While looking at our data set in isolation, one may consider that the lower richness at the equator (0 to 5°N) was an artefact of sampling bias. However, a recent review has shown that marine species richness does decrease at the equator, where the highest sea temperatures occur, across almost all taxa11. Thus the dip in richness may be due to thermal stress above an annual average SST of 28 °C. For example, bivalve larvae (e.g., Mytilopsis leucophaeata) have higher embryo and larval mortality in temperatures above 28 °C8,66,67, and annual average sea surface temperature was above 28 °C (29 to 30 °C) at the equatorial western Pacific from 1870 to 200568.

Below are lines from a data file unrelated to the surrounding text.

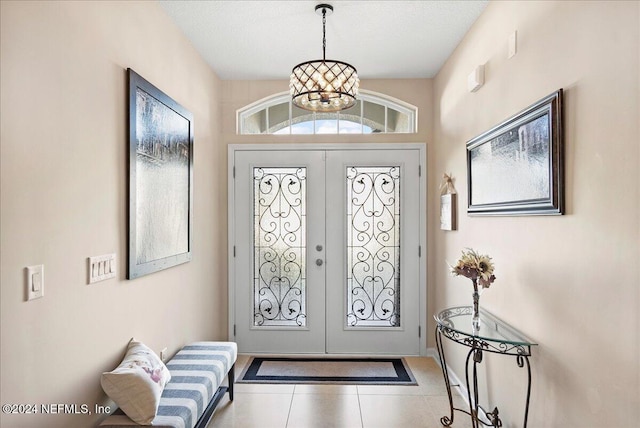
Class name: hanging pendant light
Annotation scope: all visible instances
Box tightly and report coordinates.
[289,4,360,112]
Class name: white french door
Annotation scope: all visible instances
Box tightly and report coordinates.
[229,146,425,355]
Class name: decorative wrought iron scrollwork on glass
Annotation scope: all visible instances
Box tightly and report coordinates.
[253,167,307,327]
[346,166,400,327]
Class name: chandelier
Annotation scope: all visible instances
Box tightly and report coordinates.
[289,4,360,112]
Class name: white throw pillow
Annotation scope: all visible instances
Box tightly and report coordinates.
[100,339,171,425]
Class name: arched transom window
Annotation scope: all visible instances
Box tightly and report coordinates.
[237,90,418,135]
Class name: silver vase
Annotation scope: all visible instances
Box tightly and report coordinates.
[471,278,480,331]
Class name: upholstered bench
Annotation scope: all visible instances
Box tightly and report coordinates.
[100,342,238,428]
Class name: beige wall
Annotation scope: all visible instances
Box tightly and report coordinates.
[0,1,640,427]
[430,1,640,428]
[0,1,227,427]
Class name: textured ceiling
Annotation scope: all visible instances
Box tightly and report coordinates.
[160,0,487,80]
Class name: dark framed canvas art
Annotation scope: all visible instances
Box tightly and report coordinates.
[467,89,564,215]
[127,69,193,279]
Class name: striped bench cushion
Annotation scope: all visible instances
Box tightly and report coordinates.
[100,342,238,428]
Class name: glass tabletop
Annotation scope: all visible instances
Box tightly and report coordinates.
[434,306,537,346]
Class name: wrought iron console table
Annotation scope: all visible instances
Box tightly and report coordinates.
[434,306,537,428]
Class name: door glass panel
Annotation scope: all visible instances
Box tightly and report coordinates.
[346,166,400,327]
[253,168,307,327]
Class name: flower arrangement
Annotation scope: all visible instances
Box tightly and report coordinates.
[450,248,496,288]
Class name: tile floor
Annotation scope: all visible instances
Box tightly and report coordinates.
[208,355,471,428]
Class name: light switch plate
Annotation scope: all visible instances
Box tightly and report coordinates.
[507,31,518,59]
[89,253,116,284]
[26,265,44,300]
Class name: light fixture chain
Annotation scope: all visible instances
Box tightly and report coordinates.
[322,8,327,61]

Considering the best model fit, both hexagon-based and 5° latitudinal band models showed that ES50 was the better estimate of species richness in both shallow and deep sea. We also concluded that the best model explaining species richness in the shallow and deep sea was when all the environmental factors were considered rather than single variables. In other words, no single variable explained the pattern in species richness for either hexagons or latitudinal bands. Alpha diversity (species richness per hexagon), and gamma diversity (species richness per 5° latitudinal band), showed different regression levels and outcomes in the model outputs. However, the high spatial heterogeneity (hexagons) resulted in poor correlations between species richness and environmental conditions. While clearer correlation trend lines were found when data were aggregated into 5° latitudinal bands, the reduced sample size limited the statistical outcome of the results.

Sampling effort and bias are important factors to consider in interpreting species richness patterns. Indeed, studies on global latitudinal species richness gradients showed that alpha, and to a lesser extent gamma, species richness patterns were affected by sampling effort8,11. Our comparison of alpha, gamma, and ES50 (to account for sampling bias) showed that all measures still peaked between 5 to 10°N in both shallow and deep sea (Fig. 3). However, ES50 also showed high values in the Arctic Ocean, not indicated by alpha and gamma species richness. Average ES50, alpha, and gamma species richness decreased with depth below the lower continental slope in the study area, but ES50 richness trend was not decreased as sharp as alpha and gamma species richness (Fig. 6). Some bathymetrical peaks of species richness in the Arctic and lower-slope have been well documented by other studies20,69,70.

We found that the NW Pacific conforms to the recent global findings of species declining with latitude and depth, such that most species occur in tropical coastal depths7. Furthermore, the dip in richness observed by Chaudhary et al. (2016, 2017) is also present from 0–5° latitude. By calculating alpha, gamma, and ES50 against latitude and depth, we showed that using different diversity indices may influence perceived patterns of species richness over large spatial scales.